このお爺ちゃんが、とってもヘンクツ。ガンコ。ワカラズヤ。
…で、あってるのかな?僕はムズカシイ人間のコトバはよく分かんないんだけど。
「おい、茶がぬるいぞ!」
「飯はまだか!」
「孫の顔?見たくないね!わしは子供が嫌いなんだ!」
お婆ちゃんとしょっちゅうケンカしてるし、大きな声出すし…。僕は正直お爺ちゃんのことが苦手。
お婆ちゃんは優しい。お爺ちゃんとケンカかした後はいつも、僕をヒザの上にのせて、ぶちぶち文句を言ってた。

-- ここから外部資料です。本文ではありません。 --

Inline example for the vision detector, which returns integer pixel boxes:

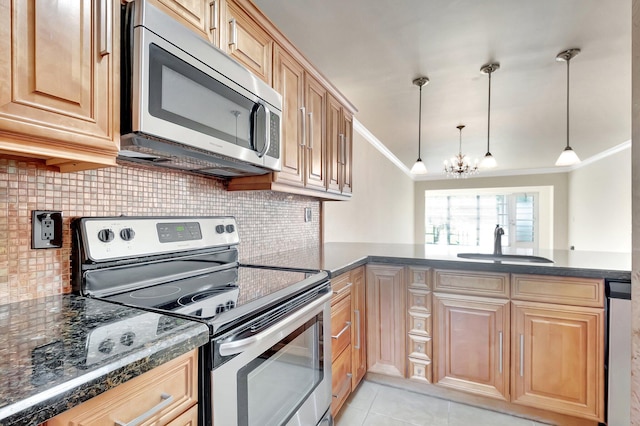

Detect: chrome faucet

[493,225,504,255]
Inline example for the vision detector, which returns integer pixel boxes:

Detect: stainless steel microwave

[119,0,282,177]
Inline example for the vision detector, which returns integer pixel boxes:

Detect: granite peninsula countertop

[0,294,209,425]
[243,243,631,281]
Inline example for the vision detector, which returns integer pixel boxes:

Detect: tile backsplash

[0,158,320,304]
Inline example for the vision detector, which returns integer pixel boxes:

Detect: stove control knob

[120,331,136,346]
[98,339,116,355]
[98,229,115,243]
[120,228,136,241]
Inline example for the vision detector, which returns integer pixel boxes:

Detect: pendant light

[480,63,500,169]
[444,124,478,178]
[556,49,580,166]
[411,77,429,175]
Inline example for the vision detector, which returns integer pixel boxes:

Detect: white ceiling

[254,0,631,179]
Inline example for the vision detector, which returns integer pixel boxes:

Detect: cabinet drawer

[47,351,198,426]
[331,344,352,416]
[433,270,509,298]
[331,296,351,359]
[409,312,431,337]
[511,274,604,308]
[409,266,431,290]
[331,273,353,304]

「あの人は本当に、素直じゃないんだから」って、お婆ちゃんは笑ってた。
ケンカするほど仲が良い、って人間はよく言うけど、どうなんだろ。
僕が少し大きくなった頃、お婆ちゃんが死んだ。
お爺ちゃんは、お婆ちゃんの写真に向かっておっきな声で言った。
「ふん!わしは長生きするんだからな!一人の時間を楽しませてもらうわい!」
これを聞いた、お爺ちゃんのムスメさんとかシンセキの人とか、皆がっくりしてた。
僕は怖くて震えてた。だってこれから僕は、この怖いお爺ちゃんと二人暮らしになるんだもの。
だけどお爺ちゃんは、思ったよりも怖い人じゃなかった。
むっつりしてるけど、ちゃんと僕のご飯は忘れずにくれるし、ちょっと乱暴だったけど、僕をなでてくれたりもした。

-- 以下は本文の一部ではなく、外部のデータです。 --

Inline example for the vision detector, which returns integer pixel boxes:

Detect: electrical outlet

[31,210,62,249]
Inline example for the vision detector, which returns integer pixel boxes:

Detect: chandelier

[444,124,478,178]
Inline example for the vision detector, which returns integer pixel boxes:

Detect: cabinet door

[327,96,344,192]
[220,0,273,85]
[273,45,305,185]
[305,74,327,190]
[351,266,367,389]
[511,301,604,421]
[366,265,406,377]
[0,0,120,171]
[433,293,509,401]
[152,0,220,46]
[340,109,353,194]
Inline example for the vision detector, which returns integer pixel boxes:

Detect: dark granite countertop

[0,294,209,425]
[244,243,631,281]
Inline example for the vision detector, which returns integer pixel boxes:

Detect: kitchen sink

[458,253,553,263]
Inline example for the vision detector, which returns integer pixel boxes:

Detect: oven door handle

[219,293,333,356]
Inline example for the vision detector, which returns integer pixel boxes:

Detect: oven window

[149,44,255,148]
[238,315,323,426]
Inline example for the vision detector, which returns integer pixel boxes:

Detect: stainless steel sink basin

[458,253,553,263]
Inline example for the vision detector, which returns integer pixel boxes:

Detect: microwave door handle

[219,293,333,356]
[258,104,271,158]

お婆ちゃんが死んでしばらくしてから、ムスメさんがお爺ちゃんの様子を見に来たことがあった。だけど、お爺ちゃんは怒って追い返した。
「お前なんぞに世話になるほど耄碌しとらんわ!早く帰ってガキの世話でもしてろ!」
「またそんなこと言って!もう来ないわよ!」
「おう!せいせいするわ!」
それから、ムスメさんは本当に来なくなった。
お爺ちゃんは、近所の人ともそんなに仲良くなかった。
いつもいつも、一人でテレビを見たり、一人で囲碁をしたり、一人でちっちゃい木の世話をしたり…。
後ろで僕がじっと見てるのに気付いて、
「どうだ、いいボンサイだろ」
って言ってきたけど、僕にはよく分かんなかった。
気付いたら、お爺ちゃんのそばにいるのは、僕だけになってた。
あったかい春の日、お爺ちゃんは縁側に座ってボーっとしていた。僕が近付くと、お爺ちゃんは僕を抱えて、それからヒザの上にのせた。

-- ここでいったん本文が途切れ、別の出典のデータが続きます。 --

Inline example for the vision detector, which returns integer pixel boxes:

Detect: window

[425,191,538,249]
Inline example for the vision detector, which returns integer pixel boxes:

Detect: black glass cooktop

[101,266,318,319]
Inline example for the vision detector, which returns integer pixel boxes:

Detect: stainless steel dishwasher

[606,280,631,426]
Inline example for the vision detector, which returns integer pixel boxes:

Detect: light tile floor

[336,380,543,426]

お爺ちゃんとケンカするたびに僕をヒザにのせてた、お婆ちゃんの事を思い出した。
「やっぱり、さみしいなあ」
お爺ちゃんは、僕の背中をなでながら言った。
「それに、つまらんな」
お爺ちゃんは、僕の方を見てにっと笑った。お爺ちゃんが笑ってる顔を、僕は初めて見た気がする。
「だけどわしは、元気で長生きしなきゃな」
お爺ちゃんは、空に浮かんでる雲を見ながら言った。
「あいつには…婆さんには今まで散々我慢させてきたからなぁ。わしのいないあっちの世界で婆さんがゆっくり羽を伸ばせるよう、わしはここで長生きしないと」
そう言ってから、お爺ちゃんは僕の頭をなでた。
「娘にも迷惑をかける訳にはいかん。あいつは小さい子が二人もいて、大変だからな。だからわしは、一人で元気に長生きしないとなあ」
お爺ちゃんの膝が震えてるのが、僕には分かった。
お爺ちゃんだって、本当は寂しいくせに。
僕はネコだけど、出来るだけ長生きしようと思う。
お爺ちゃんが、一人っきりにならないように。